Sub ConvertProperties()
    DTE.UndoContext.Open("ConvertProperties")
    Try
        Dim txt As TextSelection
        txt = DTE.ActiveDocument.Selection

        Dim line, originalCode As String
        originalCode = txt.Text

        Dim lines() As String
        lines = Split(originalCode, vbLf)
        Dim variableName As String
        Dim publicName As String
        Dim dataType As String
        Dim propertyProcedure As String

        Dim r As Regex
        r = New Regex( _
        "(Dim|Private)\s*(?<varname>\S*)\s*As\s*(?<typename>\S*)", _
        RegexOptions.IgnoreCase Or RegexOptions.ExplicitCapture)

        For Each line In lines
            line = line.Trim
            If Not line = "" Then
                Dim mtch As Match
                mtch = r.Match(line)
                If mtch.Success Then
                    variableName = mtch.Groups("varname").Value.Trim
                    dataType = mtch.Groups("typename").Value.Trim
                    publicName = variableName.Substring(2)
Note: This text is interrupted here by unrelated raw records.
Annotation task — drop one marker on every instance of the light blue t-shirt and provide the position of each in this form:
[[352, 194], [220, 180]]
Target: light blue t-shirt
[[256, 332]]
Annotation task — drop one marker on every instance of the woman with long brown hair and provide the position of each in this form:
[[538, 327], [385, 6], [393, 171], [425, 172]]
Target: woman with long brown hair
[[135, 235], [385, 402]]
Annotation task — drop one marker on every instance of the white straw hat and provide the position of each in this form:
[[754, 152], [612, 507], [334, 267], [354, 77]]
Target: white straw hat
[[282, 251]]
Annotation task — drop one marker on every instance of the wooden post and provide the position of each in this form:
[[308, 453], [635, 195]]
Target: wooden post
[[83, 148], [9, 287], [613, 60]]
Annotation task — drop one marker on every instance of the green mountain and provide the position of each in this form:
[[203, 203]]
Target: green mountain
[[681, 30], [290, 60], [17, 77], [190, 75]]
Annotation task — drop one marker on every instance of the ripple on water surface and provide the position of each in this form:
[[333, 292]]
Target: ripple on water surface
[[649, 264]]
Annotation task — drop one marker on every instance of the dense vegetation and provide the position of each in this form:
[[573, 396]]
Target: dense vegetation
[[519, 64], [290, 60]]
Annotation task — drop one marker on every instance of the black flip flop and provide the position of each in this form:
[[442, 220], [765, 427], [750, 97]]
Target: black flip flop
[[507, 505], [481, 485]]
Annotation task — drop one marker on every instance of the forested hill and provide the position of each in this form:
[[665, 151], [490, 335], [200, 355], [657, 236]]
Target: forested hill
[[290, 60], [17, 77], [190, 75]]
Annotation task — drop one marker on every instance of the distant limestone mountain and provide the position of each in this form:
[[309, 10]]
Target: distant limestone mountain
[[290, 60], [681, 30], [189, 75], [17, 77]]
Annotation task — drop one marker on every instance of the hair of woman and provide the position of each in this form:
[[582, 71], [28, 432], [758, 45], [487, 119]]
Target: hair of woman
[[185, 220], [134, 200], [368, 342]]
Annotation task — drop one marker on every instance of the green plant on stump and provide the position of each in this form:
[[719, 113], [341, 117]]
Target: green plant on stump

                    propertyProcedure = _
                        String.Format("{0}Public Property {1} As {2}{0}" _
                            & "    Get{0}" _
                            & "        Return {3}{0}" _
                            & "    End Get{0}" _
                            & "    Set(ByVal Value As {2}){0}" _
                            & "        {3} = Value{0}" _
                            & "    End Set{0}" _
                            & "End Property", vbCrLf, publicName, _
                            dataType, variableName)

                    txt.Insert(vbCrLf & propertyProcedure, _
                        vsInsertFlags.vsInsertFlagsInsertAtEnd)
                End If

            End If
        Next
        txt.SmartFormat()
    Catch
        'don't do anything
        'but I don't want to see an error!
    End Try
    DTE.UndoContext.Close()
End Sub

Anyone have some real cool/useful VS.NET macros?